Spectral efficiency: Spectral efficiency refers to the number of bits transmitted per symbol, it is represented in the model by the term log2M. Therefore higher modulation schemes provide greater information density. However high information density imposes the penalty of higher C/I ratios. It is shown from the model that maximum spectrum utilisation for the digital NB-TDMA LMR system using QPSK is obtained at an optimum modulation level M=4, as shown in Fig. 5.
Frame size: Analysis of the spectrum efficiency model confirms that improved performance is obtained for larger frame sizes, it also shows that digital NB-TDMA is more spectrally efficient than analogue FDMA; as shown in Fig. 6. This diagram shows that spectrum utilisation is inversely proportional to zone radius, which undoubtedly backs up the concept of microcellular as a mean to increase the system capacity.
Diversity: Diversity is a powerful technique to ameliorate the intersymbol interference (ISI) caused by the mobile environment.

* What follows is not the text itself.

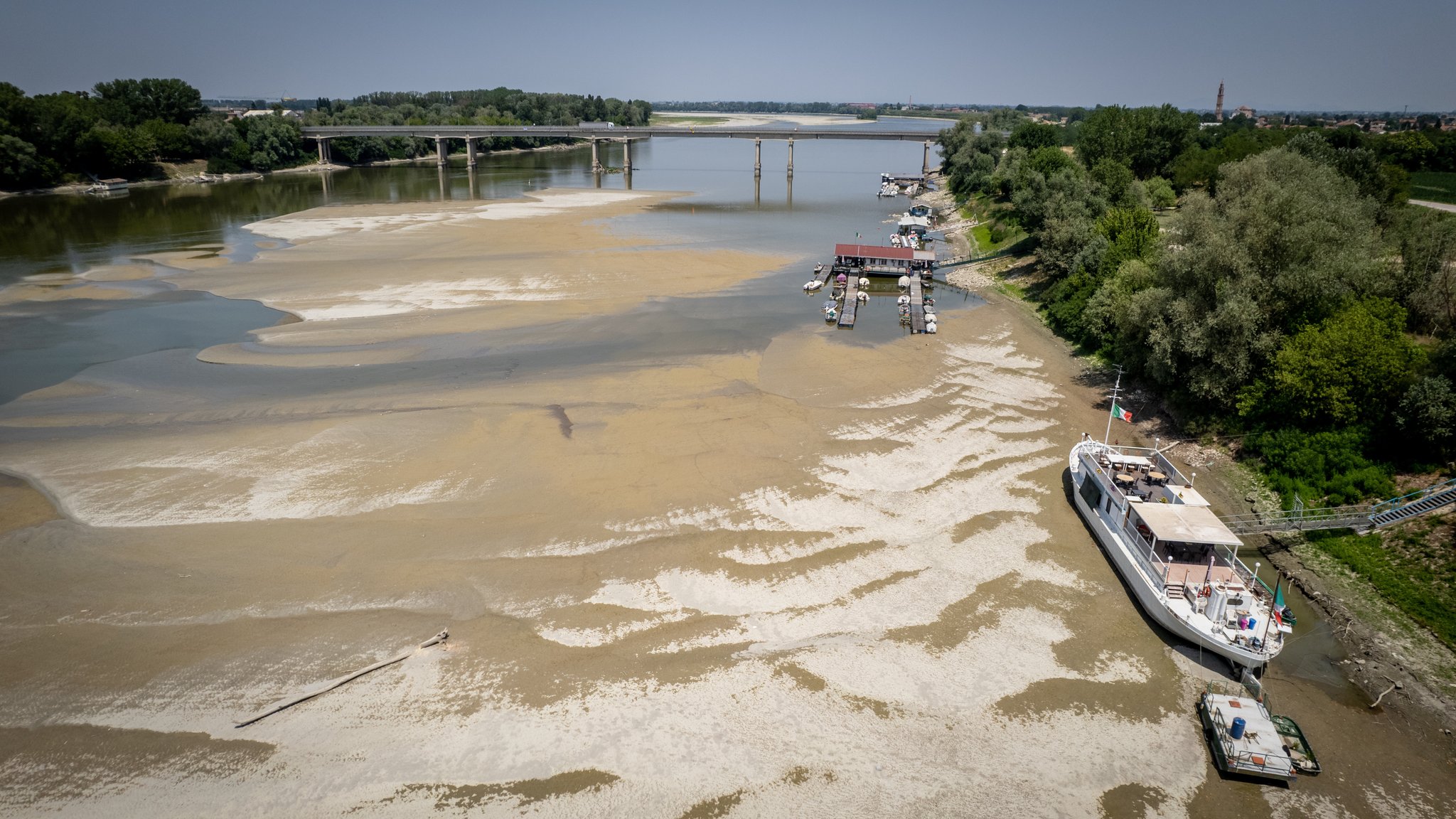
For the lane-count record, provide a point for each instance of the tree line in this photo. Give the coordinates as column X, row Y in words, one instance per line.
column 1293, row 299
column 124, row 127
column 494, row 107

Fig. 5: | Spectral efficiency Vs multi-phase level PSK modulation |
Fig. 6: | Relative efficiency Vs zone radius, considering different NB-TDMA frame size |
Fig. 7: | BER performance for 1-bit error correction code |
The spectrum efficiency model, Eq. 9, shows that diversity results in significant increase in the coding rate and system capacity. Figure 7 indicates that the diversity gives maximum spectrum efficiency at an optimum coding rate K=80%, i.e. 13% improvement over the non-diversity case. It can also be concluded from the diagram that diversity implies a ten fold increase in the spectrum efficiency.

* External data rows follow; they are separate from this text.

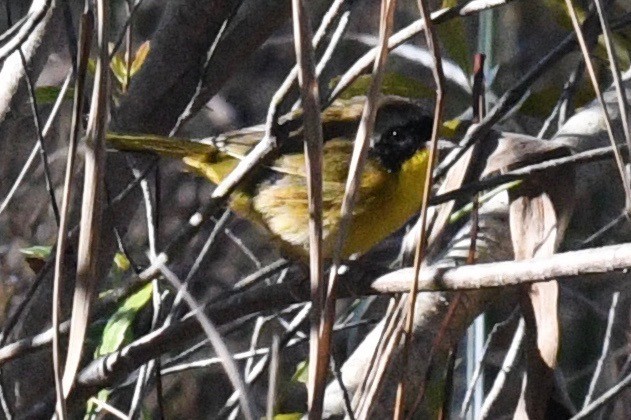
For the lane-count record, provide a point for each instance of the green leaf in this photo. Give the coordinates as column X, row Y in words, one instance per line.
column 49, row 94
column 453, row 36
column 117, row 331
column 121, row 262
column 302, row 372
column 393, row 84
column 38, row 251
column 139, row 58
column 288, row 416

System capacity: An earlier study[10] showed that system capacity is an alternative measure of spectrum efficiency, defined as the number of users (No) accommodated in a zone. Figure 8 shows capacity estimation of the three emerging digital cellular standards: GSM, ADC and JDC. Figure 9 clearly shows that the Japanese digital system, JDC, gives the highest capacity performance and that the European GSM system gives the lowest performance. Table 1 shows a capacity comparison of the three systems discussed, based on the spectrum efficiency model developed.

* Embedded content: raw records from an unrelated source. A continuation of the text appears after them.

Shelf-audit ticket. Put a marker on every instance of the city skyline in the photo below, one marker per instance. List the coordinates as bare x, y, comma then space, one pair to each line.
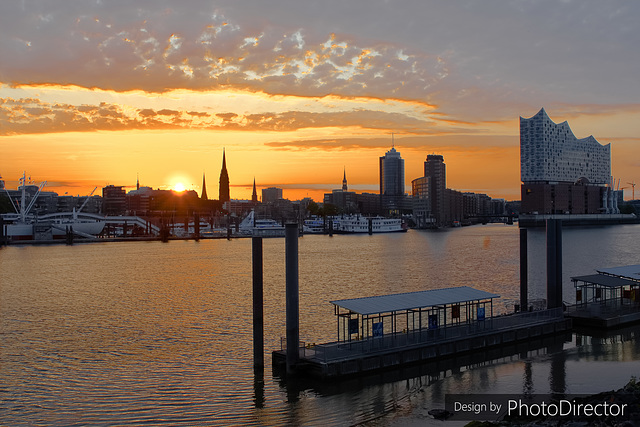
95, 94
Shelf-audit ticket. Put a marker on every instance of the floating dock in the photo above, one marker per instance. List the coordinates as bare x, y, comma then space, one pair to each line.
392, 331
608, 299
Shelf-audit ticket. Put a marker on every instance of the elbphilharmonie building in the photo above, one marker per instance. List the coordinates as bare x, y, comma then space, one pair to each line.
560, 173
550, 152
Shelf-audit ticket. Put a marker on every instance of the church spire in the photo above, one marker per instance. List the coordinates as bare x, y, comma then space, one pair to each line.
224, 180
344, 180
204, 189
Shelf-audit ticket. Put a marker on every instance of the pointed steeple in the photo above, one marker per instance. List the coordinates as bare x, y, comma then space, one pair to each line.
204, 189
224, 180
344, 180
254, 196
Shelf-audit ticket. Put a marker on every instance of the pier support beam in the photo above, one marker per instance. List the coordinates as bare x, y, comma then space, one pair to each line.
524, 270
554, 263
292, 297
258, 303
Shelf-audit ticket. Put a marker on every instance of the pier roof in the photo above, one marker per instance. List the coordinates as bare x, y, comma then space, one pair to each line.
629, 271
413, 300
604, 280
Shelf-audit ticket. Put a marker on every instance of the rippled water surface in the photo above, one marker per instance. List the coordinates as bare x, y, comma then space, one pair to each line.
151, 333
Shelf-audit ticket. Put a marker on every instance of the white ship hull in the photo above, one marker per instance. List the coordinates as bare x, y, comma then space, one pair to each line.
361, 224
55, 226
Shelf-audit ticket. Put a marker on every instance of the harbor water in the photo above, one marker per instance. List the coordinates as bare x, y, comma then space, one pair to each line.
131, 333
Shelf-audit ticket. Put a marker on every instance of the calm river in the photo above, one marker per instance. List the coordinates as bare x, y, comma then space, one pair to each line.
160, 333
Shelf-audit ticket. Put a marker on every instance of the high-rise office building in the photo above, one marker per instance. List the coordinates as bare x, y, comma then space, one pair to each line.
392, 181
435, 170
224, 181
203, 196
561, 173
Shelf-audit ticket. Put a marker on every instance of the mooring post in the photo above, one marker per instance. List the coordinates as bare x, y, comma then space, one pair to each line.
1, 231
524, 270
293, 321
554, 263
258, 303
196, 226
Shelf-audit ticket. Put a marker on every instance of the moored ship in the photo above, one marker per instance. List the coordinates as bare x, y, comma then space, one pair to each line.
23, 225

Fig. 8: | BER performance for 2-bit error correction code |
Fig. 9: | Relative efficiency Vs coding rate |
Table 1: | Capacity comparison results of GSM, ADC and JDC |
Table 1 shows that the JDC system gives 6.5 times better capacity than GSM and the ADC system gives 5.5 times better capacity than GSM. It is also worth pointing out at this stage that the system capacity improves with BER, i.e. as the system becomes less vulnerable to errors.
The problems of spectrum congestion and poor security facing today's cellular radio systems can be solved by adopting NB-TDMA digital technology. The study shows that transmission rate, modulation level (M), coding rate (K), C/I protection ratio, BER (Peo), coverage area and NB-TDMA frame size (Nf) are essential parameters in the study of spectrum performance. The model confirms that optimum spectrum utilisation for the non-diversity case is obtained with the values; K=67%, M=4, Nf=16 and Peo=2*10-2. Diversity is a powerful technique to ameliorate the intersymbol interference caused by the mobile environment; it gives a 13% improvement in the coding rate and implies a 10 fold increase in the spectrum utilisation efficiency. The spectrum efficiency model provides a new means to evaluate the capacity of digital systems. A study of the major cellular markets reveals that the Japanese JDC system has the best performance and it is 6.5 times that of the European GSM system. Moreover, the American ADC system appears to perform better than the GSM system with a 5.5 fold improvement in the capacity.